Литмир - Электронная Библиотека
Содержание  
A
A

– «Святейший Понтифик – это одно дело, а Мать наша Церковь – другое», – процитировал Рогир.

– Но я… я могу свидетельствовать, что это отнюдь не Искусство Чародейства, – не сдавался францисканец. – Не что иное, как Искусство оптической мудрости, обретенной через эксперимент, заметьте. Я могу это доказать и – мое имя кое-что значит для тех, кто отваживается думать.

– Поди найди их! – проквакал Рогир Салернский. – Их всего пять или шесть во всем мире. Это чуть меньше пяти фунтов пепла на костре. Я уже видел, как таких людей… укрощали.

– Я не сдамся! – В голосе францисканца звучали страсть и отчаяние. – Это будет грех против Света.

– Нет, нет! Давайте… давайте освятим маленьких животных Варрона, – поддержал его Фома.

Стефан наклонился, выловил свое кольцо из кубка и надел его на палец.

– Дети мои, – сказал он, – мы видели то, что видели.

– Это не чародейство, но обычное Искусство, – упорствовал францисканец.

– Это неважно. Матерь наша Церковь сочтет, что мы видели более, нежели дозволено человеку.

– Но это же была Жизнь – сотворенная и радеющая, – проговорил Фома.

– Заглядывать в Ад – а именно в этом нас и обвинят, и обвинение это докажут, – так вот, заглядывать в Ад – это долг и право одних только священников.

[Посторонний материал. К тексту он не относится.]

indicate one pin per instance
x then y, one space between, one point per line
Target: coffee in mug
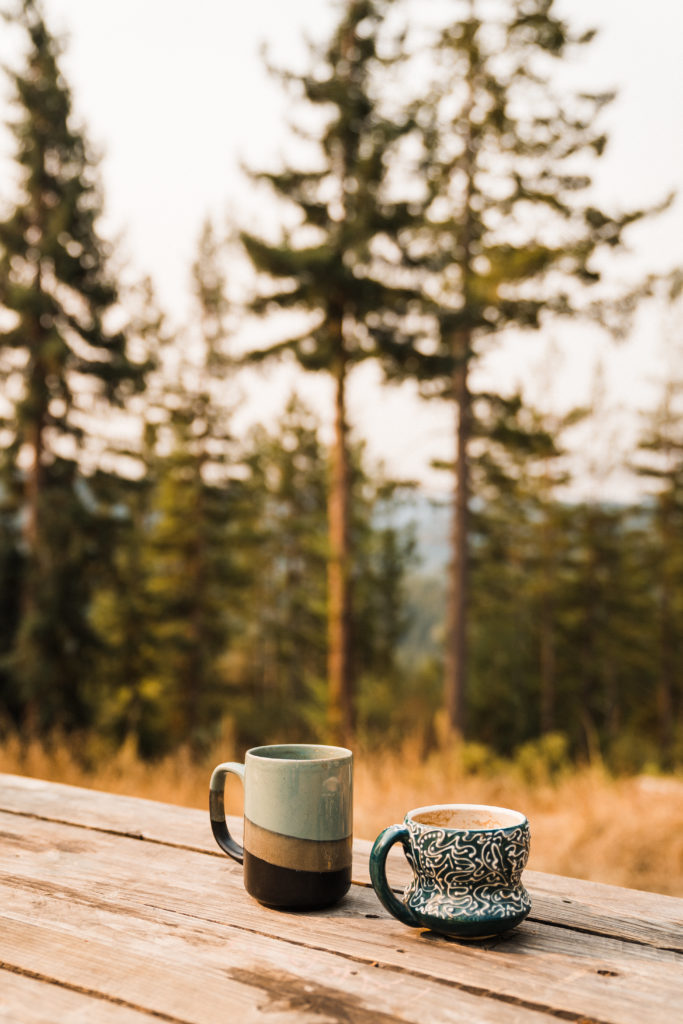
467 861
297 822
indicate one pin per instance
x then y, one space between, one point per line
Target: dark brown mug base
288 889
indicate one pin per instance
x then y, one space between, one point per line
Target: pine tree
659 461
65 363
197 518
326 266
507 231
278 660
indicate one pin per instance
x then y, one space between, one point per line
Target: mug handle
378 856
217 809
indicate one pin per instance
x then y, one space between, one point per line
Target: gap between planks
236 824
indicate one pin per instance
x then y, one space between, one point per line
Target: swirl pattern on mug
474 875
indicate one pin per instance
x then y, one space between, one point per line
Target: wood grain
167 905
586 906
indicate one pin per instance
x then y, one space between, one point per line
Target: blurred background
341 380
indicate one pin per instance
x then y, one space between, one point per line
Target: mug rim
410 817
330 753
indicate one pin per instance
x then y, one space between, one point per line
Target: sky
175 96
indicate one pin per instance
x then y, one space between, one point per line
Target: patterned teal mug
298 822
467 861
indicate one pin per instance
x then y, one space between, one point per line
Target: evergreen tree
278 660
196 521
63 363
507 232
326 266
659 461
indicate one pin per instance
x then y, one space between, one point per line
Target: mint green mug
298 822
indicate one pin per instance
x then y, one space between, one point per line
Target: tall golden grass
585 823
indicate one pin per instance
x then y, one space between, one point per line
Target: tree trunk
340 675
456 652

– Или бледных и немочных девиц на полпути к святости, которые по причинам, известным любой повивальной бабке…

Аббат приподнял руку и остановил излияния Рогира Салернского.

– Но даже и священникам не дозволено увидеть в Преисподней больше того, о чем Мать наша Церковь знает. Иоанн, Церковь тоже заслуживает уважения, так же как и бесы.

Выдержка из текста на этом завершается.